You have to train in university much longer, for example nearly all of my literature class went onto further education straight after their primary degree.

While the education period has expanded, so has the length of time that people are wholly dependent on their parents for support, therefore we see the childhood period extending even to the mid-twenties!

What we are then observing is that when the children are ready to make the transition they are in a very tenuous position.

The Boomers (our parents) speak about how brittle we are, and hearken back to a time where it was all quite straightforward. Not easy by any means, but straightforward.

On some levels, they have a point, there is an extended period of time that we are dependent on our parents now, but an element of them fail to appreciate the pressures of the intervention of social media and the newly hyper competitive landscape, where the absolute level of reward have increased in a winner takes all death match, the chance to be thrown on the scrap heap has increased exponentially ( look at the lost generation in Spain and Italy right now).

All of this uncertainty, makes it more challenging to complete our rite of passage. All this uncertainty makes it hard to have a uniform time when everyone gets their shit together and moves on together in lockstep. It is very fluid and protracted and lacking in answers as to when it will happen.

The rite of passage from child to adult is all about becoming more useful until you reach a time when you can start helping others yourself.

Now for the actual experience of the rite of passage, it can harrow, and endlessly painful. If you’ve been paying attention, men are taking it particularly badly, with the level of suicide among men 18–24 being the most elevated of any age group. This has been true in Ireland for at least the last 20 years too, Ireland had Europe’s 2nd highest levels of suicide in young men for many years.

I posit that the uncertainty in our rite of passage is certainly a contributing factor.

Many young people do not understand privacy. They look at their parents as dinosaurs who are out of touch. When you talk about privacy you hear authoritarian surveillance tropes such as “If you don’t have anything to hide what are you worried about?

What is misunderstood however about privacy is that it is important for two HUGE reasons.

Privacy enables us to ask questions that may be controversial without the fear of having our heads shot off. It enables us to have enough light to get rid of bad ideas. This is crucial in our development, for immature, ill-conceived ideas to die off.

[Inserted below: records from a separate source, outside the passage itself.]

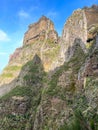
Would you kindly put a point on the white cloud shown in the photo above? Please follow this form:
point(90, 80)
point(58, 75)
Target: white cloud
point(3, 36)
point(23, 14)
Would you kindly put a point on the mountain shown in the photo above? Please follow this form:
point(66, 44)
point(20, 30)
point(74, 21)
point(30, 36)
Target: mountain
point(51, 82)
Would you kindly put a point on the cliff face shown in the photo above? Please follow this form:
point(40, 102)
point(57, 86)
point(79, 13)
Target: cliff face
point(40, 31)
point(50, 78)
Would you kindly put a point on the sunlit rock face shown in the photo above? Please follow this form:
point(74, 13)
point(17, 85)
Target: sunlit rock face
point(43, 29)
point(74, 28)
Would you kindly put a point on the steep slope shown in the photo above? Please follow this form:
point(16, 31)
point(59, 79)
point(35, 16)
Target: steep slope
point(40, 39)
point(53, 78)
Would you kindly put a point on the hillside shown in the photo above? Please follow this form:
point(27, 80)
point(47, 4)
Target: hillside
point(51, 82)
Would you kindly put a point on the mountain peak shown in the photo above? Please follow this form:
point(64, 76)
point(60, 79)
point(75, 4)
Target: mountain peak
point(40, 31)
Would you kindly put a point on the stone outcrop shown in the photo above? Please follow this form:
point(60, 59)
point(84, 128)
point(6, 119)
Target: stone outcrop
point(40, 31)
point(47, 80)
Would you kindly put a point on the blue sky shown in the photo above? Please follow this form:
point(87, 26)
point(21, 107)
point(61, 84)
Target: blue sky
point(16, 15)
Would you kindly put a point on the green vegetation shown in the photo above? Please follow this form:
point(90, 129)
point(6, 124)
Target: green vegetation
point(12, 68)
point(7, 75)
point(18, 91)
point(80, 123)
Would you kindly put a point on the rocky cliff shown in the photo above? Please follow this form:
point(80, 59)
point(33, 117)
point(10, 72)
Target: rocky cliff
point(51, 83)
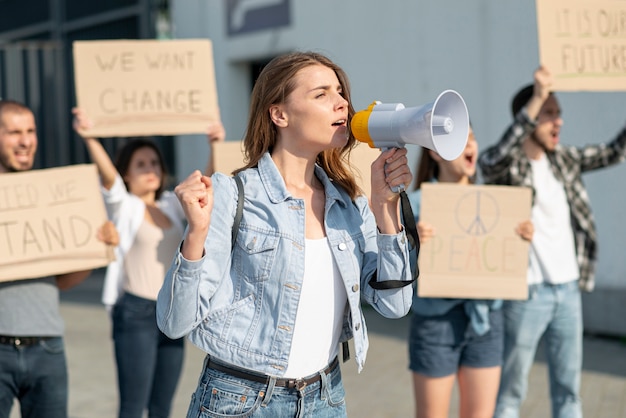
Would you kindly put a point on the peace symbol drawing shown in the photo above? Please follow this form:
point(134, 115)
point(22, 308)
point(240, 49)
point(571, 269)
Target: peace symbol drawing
point(477, 213)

Most importantly, privacy gives us the space to develop ourselves as a human being.

It is well stated in the Free-man’s Perspective, a journal on liberty

“To develop ourselves healthfully, we must develop ourselves by ourselves, without outside pressures.

The less we are able to choose freely, the less we are really ourselves, and the more we become what other people want us to be.

The positive value of privacy is that it stands between us and manipulative outside forces.

Privacy allows us to grow according to our own natures, not according to the demands of a collective.

Privacy is a tool for becoming what we authentically are.”

The child today has given up all of their privacy and then struggles so much to find their identity and it can lead to anger, depression, anxiety and suicide.

During this time, we must maintain some perspective. This is the hardest time of a young person up to age thirty and sadly, a lot of people don’t make it out to maturity, to adulthood by thirty.

Your parents may not fully appreciate your case specific struggles, but they get the idea on a high level, they’ve gone through their own rite of passage.

My message to you is to hold on.

Hold on, hold on and hold on some more.

You WILL get through it.

You WILL burn in the fire of not knowing what you’re doing here

You WILL squirm at the fact that you are not in fact very useful…. YET

And….

You WILL make it.

As someone who has crossed the chasm from child to full-fledged adulthood, it is time to extend a helping hand to you and that’s why I write this.

And I promise you, when you too get to the other side, you will be so grateful for the journey and your immense growing pains will subside into the past.